Since the start of the year, shares in Ceres Power (LSE: CWR) have moved down 3%. But what that headline figure does not make obvious is the journey they have been on lately. The Ceres Power share price soared 39% in the first three weeks of January. Over the past several weeks, it has lost over 30% of its value.
What on earth is going on – and could the recent price drop be a buying opportunity for my portfolio?
Potential game changer
The short-term answer is that January brought a lot of information that could affect the investment case and therefore the Ceres Power share price.
Ceres signed a big deal: a long-term manufacturing and licence agreement for its solid oxide electrolysis cell stacks and solid oxide fuel cell stacks with a Taiwanese firm called Delta Electronics.

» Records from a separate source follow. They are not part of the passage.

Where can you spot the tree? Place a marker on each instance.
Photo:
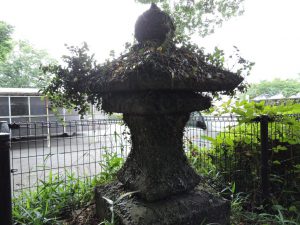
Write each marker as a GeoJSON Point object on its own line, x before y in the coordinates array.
{"type": "Point", "coordinates": [198, 16]}
{"type": "Point", "coordinates": [22, 67]}
{"type": "Point", "coordinates": [286, 87]}
{"type": "Point", "coordinates": [5, 40]}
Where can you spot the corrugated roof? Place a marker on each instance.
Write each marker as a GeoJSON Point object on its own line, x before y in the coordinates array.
{"type": "Point", "coordinates": [19, 92]}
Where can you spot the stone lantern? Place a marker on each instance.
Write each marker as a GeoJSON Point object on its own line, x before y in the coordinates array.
{"type": "Point", "coordinates": [156, 86]}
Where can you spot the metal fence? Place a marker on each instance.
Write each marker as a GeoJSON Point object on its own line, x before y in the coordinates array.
{"type": "Point", "coordinates": [74, 147]}
{"type": "Point", "coordinates": [245, 153]}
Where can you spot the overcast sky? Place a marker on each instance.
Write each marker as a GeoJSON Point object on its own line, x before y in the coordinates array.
{"type": "Point", "coordinates": [268, 33]}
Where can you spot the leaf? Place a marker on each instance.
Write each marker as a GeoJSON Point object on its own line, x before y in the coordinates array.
{"type": "Point", "coordinates": [109, 201]}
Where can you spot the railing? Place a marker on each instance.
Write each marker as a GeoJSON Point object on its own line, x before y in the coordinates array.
{"type": "Point", "coordinates": [78, 147]}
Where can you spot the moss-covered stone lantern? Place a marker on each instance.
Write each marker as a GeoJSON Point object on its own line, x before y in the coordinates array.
{"type": "Point", "coordinates": [156, 86]}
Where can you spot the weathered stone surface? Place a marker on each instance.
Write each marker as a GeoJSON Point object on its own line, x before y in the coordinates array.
{"type": "Point", "coordinates": [155, 102]}
{"type": "Point", "coordinates": [157, 165]}
{"type": "Point", "coordinates": [154, 25]}
{"type": "Point", "coordinates": [193, 208]}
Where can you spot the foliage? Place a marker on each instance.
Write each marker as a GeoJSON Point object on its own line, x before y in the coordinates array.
{"type": "Point", "coordinates": [22, 67]}
{"type": "Point", "coordinates": [69, 89]}
{"type": "Point", "coordinates": [55, 198]}
{"type": "Point", "coordinates": [286, 87]}
{"type": "Point", "coordinates": [5, 40]}
{"type": "Point", "coordinates": [52, 200]}
{"type": "Point", "coordinates": [238, 148]}
{"type": "Point", "coordinates": [200, 16]}
{"type": "Point", "coordinates": [82, 80]}
{"type": "Point", "coordinates": [276, 215]}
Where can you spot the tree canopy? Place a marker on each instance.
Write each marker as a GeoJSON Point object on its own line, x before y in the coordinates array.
{"type": "Point", "coordinates": [5, 40]}
{"type": "Point", "coordinates": [198, 16]}
{"type": "Point", "coordinates": [22, 67]}
{"type": "Point", "coordinates": [286, 87]}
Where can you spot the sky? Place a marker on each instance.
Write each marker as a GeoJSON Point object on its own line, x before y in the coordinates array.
{"type": "Point", "coordinates": [268, 33]}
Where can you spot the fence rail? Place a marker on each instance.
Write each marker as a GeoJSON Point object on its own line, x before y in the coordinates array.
{"type": "Point", "coordinates": [245, 153]}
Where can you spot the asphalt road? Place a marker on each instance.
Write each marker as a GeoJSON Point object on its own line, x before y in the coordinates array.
{"type": "Point", "coordinates": [80, 154]}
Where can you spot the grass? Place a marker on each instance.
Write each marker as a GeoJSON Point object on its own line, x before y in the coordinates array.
{"type": "Point", "coordinates": [56, 198]}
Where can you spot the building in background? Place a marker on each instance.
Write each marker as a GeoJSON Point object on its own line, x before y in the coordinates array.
{"type": "Point", "coordinates": [27, 105]}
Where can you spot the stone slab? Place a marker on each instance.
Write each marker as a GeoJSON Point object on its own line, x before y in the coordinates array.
{"type": "Point", "coordinates": [193, 208]}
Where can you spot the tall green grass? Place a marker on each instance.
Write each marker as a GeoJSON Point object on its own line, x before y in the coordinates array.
{"type": "Point", "coordinates": [55, 199]}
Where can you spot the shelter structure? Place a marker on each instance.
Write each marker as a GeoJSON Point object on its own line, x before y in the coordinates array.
{"type": "Point", "coordinates": [156, 86]}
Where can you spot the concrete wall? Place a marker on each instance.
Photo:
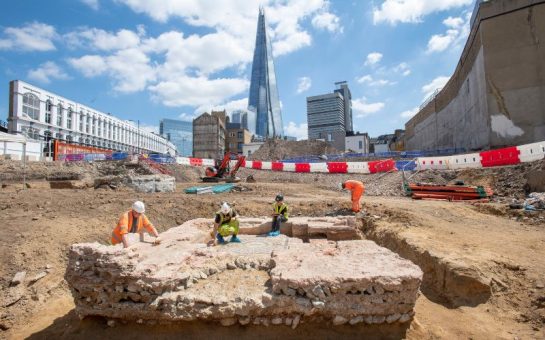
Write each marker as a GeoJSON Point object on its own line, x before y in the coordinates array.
{"type": "Point", "coordinates": [496, 96]}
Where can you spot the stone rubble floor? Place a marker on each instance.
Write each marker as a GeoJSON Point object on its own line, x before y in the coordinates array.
{"type": "Point", "coordinates": [263, 280]}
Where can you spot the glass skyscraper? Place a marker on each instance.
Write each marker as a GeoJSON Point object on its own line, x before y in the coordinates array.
{"type": "Point", "coordinates": [180, 133]}
{"type": "Point", "coordinates": [263, 98]}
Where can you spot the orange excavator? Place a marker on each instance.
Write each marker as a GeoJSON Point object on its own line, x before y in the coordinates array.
{"type": "Point", "coordinates": [222, 172]}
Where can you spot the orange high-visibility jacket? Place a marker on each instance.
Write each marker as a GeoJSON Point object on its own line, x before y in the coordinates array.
{"type": "Point", "coordinates": [125, 222]}
{"type": "Point", "coordinates": [356, 187]}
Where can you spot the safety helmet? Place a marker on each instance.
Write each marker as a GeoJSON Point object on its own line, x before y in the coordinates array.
{"type": "Point", "coordinates": [139, 207]}
{"type": "Point", "coordinates": [225, 208]}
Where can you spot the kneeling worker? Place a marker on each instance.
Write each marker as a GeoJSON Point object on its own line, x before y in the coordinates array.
{"type": "Point", "coordinates": [357, 189]}
{"type": "Point", "coordinates": [280, 214]}
{"type": "Point", "coordinates": [133, 221]}
{"type": "Point", "coordinates": [226, 224]}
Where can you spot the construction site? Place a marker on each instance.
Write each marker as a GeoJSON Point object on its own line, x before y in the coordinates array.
{"type": "Point", "coordinates": [401, 268]}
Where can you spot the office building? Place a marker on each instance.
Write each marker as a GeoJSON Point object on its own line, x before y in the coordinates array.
{"type": "Point", "coordinates": [209, 135]}
{"type": "Point", "coordinates": [327, 114]}
{"type": "Point", "coordinates": [236, 137]}
{"type": "Point", "coordinates": [42, 115]}
{"type": "Point", "coordinates": [180, 133]}
{"type": "Point", "coordinates": [263, 98]}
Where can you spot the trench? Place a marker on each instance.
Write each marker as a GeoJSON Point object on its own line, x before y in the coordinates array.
{"type": "Point", "coordinates": [450, 284]}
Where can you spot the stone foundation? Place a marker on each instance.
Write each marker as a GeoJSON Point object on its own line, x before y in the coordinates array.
{"type": "Point", "coordinates": [263, 280]}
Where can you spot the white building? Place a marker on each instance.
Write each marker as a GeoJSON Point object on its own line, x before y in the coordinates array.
{"type": "Point", "coordinates": [42, 115]}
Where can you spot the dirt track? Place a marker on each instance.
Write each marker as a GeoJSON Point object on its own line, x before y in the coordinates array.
{"type": "Point", "coordinates": [483, 264]}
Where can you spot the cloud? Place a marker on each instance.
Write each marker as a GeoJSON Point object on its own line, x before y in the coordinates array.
{"type": "Point", "coordinates": [93, 38]}
{"type": "Point", "coordinates": [149, 128]}
{"type": "Point", "coordinates": [46, 72]}
{"type": "Point", "coordinates": [373, 58]}
{"type": "Point", "coordinates": [403, 69]}
{"type": "Point", "coordinates": [367, 79]}
{"type": "Point", "coordinates": [197, 91]}
{"type": "Point", "coordinates": [435, 85]}
{"type": "Point", "coordinates": [304, 83]}
{"type": "Point", "coordinates": [32, 37]}
{"type": "Point", "coordinates": [363, 109]}
{"type": "Point", "coordinates": [91, 3]}
{"type": "Point", "coordinates": [89, 65]}
{"type": "Point", "coordinates": [412, 11]}
{"type": "Point", "coordinates": [410, 113]}
{"type": "Point", "coordinates": [327, 21]}
{"type": "Point", "coordinates": [456, 34]}
{"type": "Point", "coordinates": [299, 131]}
{"type": "Point", "coordinates": [186, 117]}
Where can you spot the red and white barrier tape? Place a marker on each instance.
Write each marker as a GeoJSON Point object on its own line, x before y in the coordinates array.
{"type": "Point", "coordinates": [499, 157]}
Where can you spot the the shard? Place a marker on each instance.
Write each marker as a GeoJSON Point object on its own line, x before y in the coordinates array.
{"type": "Point", "coordinates": [263, 99]}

The sale includes revenue of £43m for Ceres, approximately half of which is expected to be recognised as revenue this year. Ceres’ total revenue last year was approximately £21m-£22m, so this new deal could be a game changer.
That explains why the share price soared last month.
Slow progress
But the Delta agreement could change the game in more ways than one.

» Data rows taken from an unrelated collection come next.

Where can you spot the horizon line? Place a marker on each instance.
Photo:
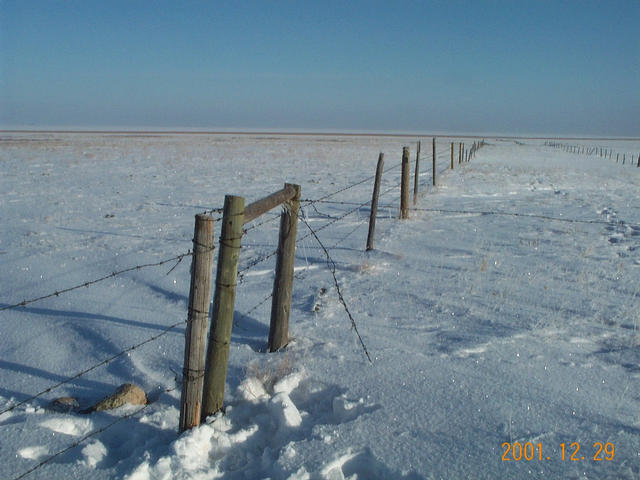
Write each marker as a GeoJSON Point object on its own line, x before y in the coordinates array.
{"type": "Point", "coordinates": [150, 132]}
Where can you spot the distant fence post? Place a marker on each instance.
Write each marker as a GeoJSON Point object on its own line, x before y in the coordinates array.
{"type": "Point", "coordinates": [434, 160]}
{"type": "Point", "coordinates": [223, 305]}
{"type": "Point", "coordinates": [404, 185]}
{"type": "Point", "coordinates": [451, 155]}
{"type": "Point", "coordinates": [283, 282]}
{"type": "Point", "coordinates": [416, 176]}
{"type": "Point", "coordinates": [197, 323]}
{"type": "Point", "coordinates": [374, 202]}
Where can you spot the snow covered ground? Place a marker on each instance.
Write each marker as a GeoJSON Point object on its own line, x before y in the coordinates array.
{"type": "Point", "coordinates": [504, 310]}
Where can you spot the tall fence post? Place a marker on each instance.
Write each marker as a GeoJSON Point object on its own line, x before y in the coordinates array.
{"type": "Point", "coordinates": [416, 176]}
{"type": "Point", "coordinates": [197, 323]}
{"type": "Point", "coordinates": [434, 160]}
{"type": "Point", "coordinates": [283, 282]}
{"type": "Point", "coordinates": [223, 305]}
{"type": "Point", "coordinates": [451, 155]}
{"type": "Point", "coordinates": [374, 202]}
{"type": "Point", "coordinates": [404, 185]}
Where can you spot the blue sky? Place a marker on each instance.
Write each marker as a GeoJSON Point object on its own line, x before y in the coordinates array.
{"type": "Point", "coordinates": [520, 67]}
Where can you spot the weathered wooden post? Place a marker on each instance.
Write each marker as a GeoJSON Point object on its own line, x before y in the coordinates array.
{"type": "Point", "coordinates": [197, 323]}
{"type": "Point", "coordinates": [283, 282]}
{"type": "Point", "coordinates": [223, 305]}
{"type": "Point", "coordinates": [433, 167]}
{"type": "Point", "coordinates": [404, 185]}
{"type": "Point", "coordinates": [451, 155]}
{"type": "Point", "coordinates": [374, 202]}
{"type": "Point", "coordinates": [416, 176]}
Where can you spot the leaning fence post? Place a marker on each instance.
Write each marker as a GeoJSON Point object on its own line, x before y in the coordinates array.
{"type": "Point", "coordinates": [434, 160]}
{"type": "Point", "coordinates": [374, 202]}
{"type": "Point", "coordinates": [283, 282]}
{"type": "Point", "coordinates": [416, 176]}
{"type": "Point", "coordinates": [197, 323]}
{"type": "Point", "coordinates": [223, 305]}
{"type": "Point", "coordinates": [404, 185]}
{"type": "Point", "coordinates": [451, 155]}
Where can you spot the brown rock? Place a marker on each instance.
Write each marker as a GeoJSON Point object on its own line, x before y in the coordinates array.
{"type": "Point", "coordinates": [64, 405]}
{"type": "Point", "coordinates": [126, 393]}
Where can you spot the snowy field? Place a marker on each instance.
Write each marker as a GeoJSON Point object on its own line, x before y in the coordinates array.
{"type": "Point", "coordinates": [505, 310]}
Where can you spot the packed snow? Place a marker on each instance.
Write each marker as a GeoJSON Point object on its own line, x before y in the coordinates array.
{"type": "Point", "coordinates": [503, 312]}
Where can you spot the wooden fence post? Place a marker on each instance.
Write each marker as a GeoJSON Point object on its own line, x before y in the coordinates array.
{"type": "Point", "coordinates": [451, 155]}
{"type": "Point", "coordinates": [223, 305]}
{"type": "Point", "coordinates": [283, 282]}
{"type": "Point", "coordinates": [416, 176]}
{"type": "Point", "coordinates": [374, 202]}
{"type": "Point", "coordinates": [404, 185]}
{"type": "Point", "coordinates": [197, 323]}
{"type": "Point", "coordinates": [434, 161]}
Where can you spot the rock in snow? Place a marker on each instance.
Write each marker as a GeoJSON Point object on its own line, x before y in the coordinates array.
{"type": "Point", "coordinates": [125, 393]}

While the revenue boost would be welcome, the deal could reduce the likelihood of Ceres moving forward in the Chinese market.
That is not just a theoretical concern.
For several years, Ceres’ management has made much of joint ventures it expected could help it break into the Chinese market. Those were repeatedly delayed. Ceres now expects they will never come to fruition in their current form, although the firm continues to explore options with Chinese company Weichai.
The apparent loss of the prospective joint ventures is disappointing. The repeated delays mean it is not entirely unexpected despite Ceres’ longstanding enthusiasm for them. But the abrupt shift in fortunes does raise questions about the management’s skills.
Did they recognise the China deal was going nowhere fast and recalibrate on that basis? Or have they not properly targeted the best potential markets?
My concerns about executive competence were heightened by news last month that work on factories for both Bosch and Doosan has been delayed.
Why buy now?
When assessing this sort of growth company, I consider a few questions.
First, does the technology give it a potential competitive advantage? With a growing order book from sophisticated clients, I think Ceres is looking good on this score.
But I also ask whether a firm has the right commercial model and if its shares are attractively valued.
For now I think this business still has to prove the commercial model. Until that happens – which it has not yet – I will not even bother considering the shares. They could yet turn out to be a bargain. But I am not able to assess that comfortably without stronger proof of commercial viability for the business model.
So, while I like the technology story here, I am in no rush even to consider buying the shares. First I would like more evidence that Ceres has developed and can manage a commercial model that is set to be consistently profitable over the long term.